Step 2 – Connect Clients & Test

So this part is pretty easy actually, you’ll just need to connect the clients/nodes to the same switch, or make a few other VMs in the same internal network.  Then you can check for DHCP leases with the following command:

tail -f /var/lib/dnsmasq/dnsmasq.leases

And you should see the lease time, MAC address, associated IP, and client hostname listed for each connected client on this routed network!  We should be able to ping all those hostnames now too…

This is great, and we have many of the core components needed by a routed and switched network.  Our use case needs some very special considerations for time synchronization so we’ll use this same Linux router to offer NTP services to the cluster as well!

Step 3 – Add NTP

Here most people would choose to use NTPd which is perfectly fine.  However, RHEL and CentOS (and many other modern Linux distros) come preconfigured with Chronyd which is sort of a newer, better, faster, stronger version of NTPd with some deeper integrations into systemd.  So today I’ll be using Chronyd to setup an NTP server on this Linux router.  Chronyd is also a bit better for disconnected environments, too.

Essentially, we just need to modify the /etc/chrony.conf and set the following lines:

stratumweight 0
local stratum 10
allow 192.168.69.0/24

After that, enable NTP synchronization and restart with:

timedatectl set-ntp 1
systemctl restart chronyd

And give that a moment to sync and you should have a fully functional network core based on simple Linux and a few packages!

Next Steps

There are a few things that come to mind that you could do in this sort of environment…

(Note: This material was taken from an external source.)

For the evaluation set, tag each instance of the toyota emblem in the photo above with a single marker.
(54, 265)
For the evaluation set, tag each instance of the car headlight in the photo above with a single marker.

  • Create an actual GPS-based NTP Server – Be your own source!
  • Set Static Host/IP Mappings – Make sure you have a section of IPs available that aren’t in the DHCP block to set the static IP reservations to.
  • Create site-to-site VPNs – Tack on a bit of OpenVPN and we could easily create a secure site-to-site VPN to join networks or access other resources!
  • Anything in your router’s web UI – Pretty much every router out there runs some sort of Linux embedded, and they’re all abstracting elements and functions that are primarily built-in and accessible to everyone.  Set up port-forwarding?  No problem. Add UPnP?  Not too hard either.
  • Add PiHole Ad-Blocker – Maybe you’re using a Raspberry Pi as a wireless bridge to connect some hard wired devices on a switch to a wifi network.  Wouldn’t it be nice to block ads for all those connected devices?  You can with PiHole!